1. Calculate the points of intersection to set the limits of integration

Solve for $f(x) = g(x)$

Then set $\int_{a}^{b}$

1. Calculate the total mass

Assuming we are calculating for a lamina and $\rho = 1$ (See area between two curves)

$\int_{a}^{b} [f(x) - g(x)]dx$

where $f(x) \geq g(x)$ on $[a, b]$.

1. Compute the moments

Distance to y-axis is $x$; distance to x-axis is the average of $f(x)$ and $g(x)$.

where $f(x) \geq g(x)$ on $[a, b]$.

1. Solve for the coordinates of the center of mass.

## Integration techniques

### Integration by parts

Integration by parts is the inverse of the product rule for differentiation: $d(uv) = u\,dv + v\, du$.
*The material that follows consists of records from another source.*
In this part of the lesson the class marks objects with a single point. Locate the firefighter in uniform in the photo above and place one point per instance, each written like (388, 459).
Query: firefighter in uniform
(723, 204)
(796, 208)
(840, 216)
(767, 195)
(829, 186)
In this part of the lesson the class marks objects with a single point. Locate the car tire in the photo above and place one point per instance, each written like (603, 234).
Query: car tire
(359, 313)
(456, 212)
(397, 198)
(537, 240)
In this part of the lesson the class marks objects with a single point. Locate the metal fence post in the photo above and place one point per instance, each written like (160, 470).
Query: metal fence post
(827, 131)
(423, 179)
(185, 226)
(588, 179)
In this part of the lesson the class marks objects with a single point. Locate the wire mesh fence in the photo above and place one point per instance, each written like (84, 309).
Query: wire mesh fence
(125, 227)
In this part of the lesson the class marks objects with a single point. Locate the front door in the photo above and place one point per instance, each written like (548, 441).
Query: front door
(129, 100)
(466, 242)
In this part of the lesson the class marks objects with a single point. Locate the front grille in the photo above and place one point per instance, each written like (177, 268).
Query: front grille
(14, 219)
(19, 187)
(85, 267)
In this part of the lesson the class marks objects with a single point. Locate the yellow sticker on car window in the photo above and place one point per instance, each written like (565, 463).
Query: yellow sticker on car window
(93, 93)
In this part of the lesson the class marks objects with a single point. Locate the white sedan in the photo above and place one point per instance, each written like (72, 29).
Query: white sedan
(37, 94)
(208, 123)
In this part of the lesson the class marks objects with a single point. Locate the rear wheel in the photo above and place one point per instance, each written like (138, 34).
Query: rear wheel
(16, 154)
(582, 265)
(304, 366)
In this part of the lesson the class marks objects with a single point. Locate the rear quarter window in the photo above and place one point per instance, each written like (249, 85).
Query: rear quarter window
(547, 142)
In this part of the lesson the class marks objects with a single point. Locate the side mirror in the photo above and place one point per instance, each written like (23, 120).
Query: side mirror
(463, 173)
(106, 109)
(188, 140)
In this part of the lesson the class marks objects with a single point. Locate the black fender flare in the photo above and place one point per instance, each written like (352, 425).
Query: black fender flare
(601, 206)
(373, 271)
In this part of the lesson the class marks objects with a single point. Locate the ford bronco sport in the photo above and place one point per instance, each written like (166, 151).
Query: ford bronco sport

Integrate both sides to find the formula for integration by parts: $\int uv = \int u\,dv + \int v\,du$.

Rewritten as

$\int u\,dv = uv - \int v\,du$

### Trigonometric methods

#### Powers of Sine and Cosine

$\int \sin^m x \cos^n x dx$

For even powers, square the trig identity.

For odd powers, peel off one trig function to become $du$.

### Method of partial fractions

This process can be thought of as the reverse of adding fractional algebraic expressions, and it allows us to break up rational expressions into simpler terms.